Postgresql database normalization lab

Normalization lab

worklab on normalization

This document is a copy of the google form on normalization https://forms.gle/GBGffeAT1sLnYeTk9

The goal is to normalize the WorldHits dataset provided by Spotify and available from Kaggle https://www.kaggle.com/datasets/thebumpkin/300-world-music-tracks-with-spotify-data

This dataset is a curated collection of world music, featuring 326 tracks from 66 diverse artists spanning six decades, from 1958 to 2019. It offers a rich tapestry of global sounds, from traditional rhythms to contemporary fusions. Each track is meticulously tagged with Spotify audio features, providing insights into tempo, key, energy, and more. This dataset is ideal for exploring the evolution of world music, analyzing trends across different cultures, or even training machine learning models to recognize unique musical patterns.

Load the dataset

You can download the data csv file called WorldHits.csv from the github repo.

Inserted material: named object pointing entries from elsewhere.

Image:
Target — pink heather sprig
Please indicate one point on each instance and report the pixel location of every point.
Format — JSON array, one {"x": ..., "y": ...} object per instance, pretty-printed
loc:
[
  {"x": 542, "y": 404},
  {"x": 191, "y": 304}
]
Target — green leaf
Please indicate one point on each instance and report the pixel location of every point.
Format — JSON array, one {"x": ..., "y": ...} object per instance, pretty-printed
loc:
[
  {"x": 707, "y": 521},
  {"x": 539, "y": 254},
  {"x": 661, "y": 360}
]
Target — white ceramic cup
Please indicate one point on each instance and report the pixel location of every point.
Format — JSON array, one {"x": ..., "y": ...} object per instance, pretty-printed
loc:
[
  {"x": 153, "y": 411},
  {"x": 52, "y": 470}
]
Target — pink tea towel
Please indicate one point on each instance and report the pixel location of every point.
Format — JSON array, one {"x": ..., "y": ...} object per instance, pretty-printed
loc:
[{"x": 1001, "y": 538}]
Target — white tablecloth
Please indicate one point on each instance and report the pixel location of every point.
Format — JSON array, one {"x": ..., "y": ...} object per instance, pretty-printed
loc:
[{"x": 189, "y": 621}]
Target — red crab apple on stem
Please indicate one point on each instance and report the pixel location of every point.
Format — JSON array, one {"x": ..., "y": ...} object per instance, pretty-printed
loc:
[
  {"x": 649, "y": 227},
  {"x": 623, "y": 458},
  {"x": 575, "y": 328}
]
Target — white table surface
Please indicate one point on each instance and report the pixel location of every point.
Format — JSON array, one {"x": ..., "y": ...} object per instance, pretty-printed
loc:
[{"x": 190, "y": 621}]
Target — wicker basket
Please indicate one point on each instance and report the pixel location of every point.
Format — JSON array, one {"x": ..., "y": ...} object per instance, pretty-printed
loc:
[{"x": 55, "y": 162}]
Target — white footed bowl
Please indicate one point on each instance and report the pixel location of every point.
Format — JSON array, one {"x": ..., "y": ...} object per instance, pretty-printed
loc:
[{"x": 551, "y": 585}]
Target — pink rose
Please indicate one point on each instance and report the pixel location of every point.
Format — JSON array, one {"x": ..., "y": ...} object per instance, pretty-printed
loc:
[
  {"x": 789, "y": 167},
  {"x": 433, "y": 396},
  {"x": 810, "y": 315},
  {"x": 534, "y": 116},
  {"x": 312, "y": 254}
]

Start by creating the database and importing the data from the csv file.

Create a new database called worldhitsdb:

-- make sure the database does not exist
DROP database if exists worldhitsdb WITH(force) ;

-- then create the database. Change the OWNER if needed.
CREATE DATABASE worldhitsdb
    WITH
    OWNER = postgres
    ENCODING = 'UTF8'
    LOCALE_PROVIDER = 'libc'
    CONNECTION LIMIT = -1
    IS_TEMPLATE = False;

Check that the database has been created with \l and connect to worldhitsdb with \c worldhitsdb.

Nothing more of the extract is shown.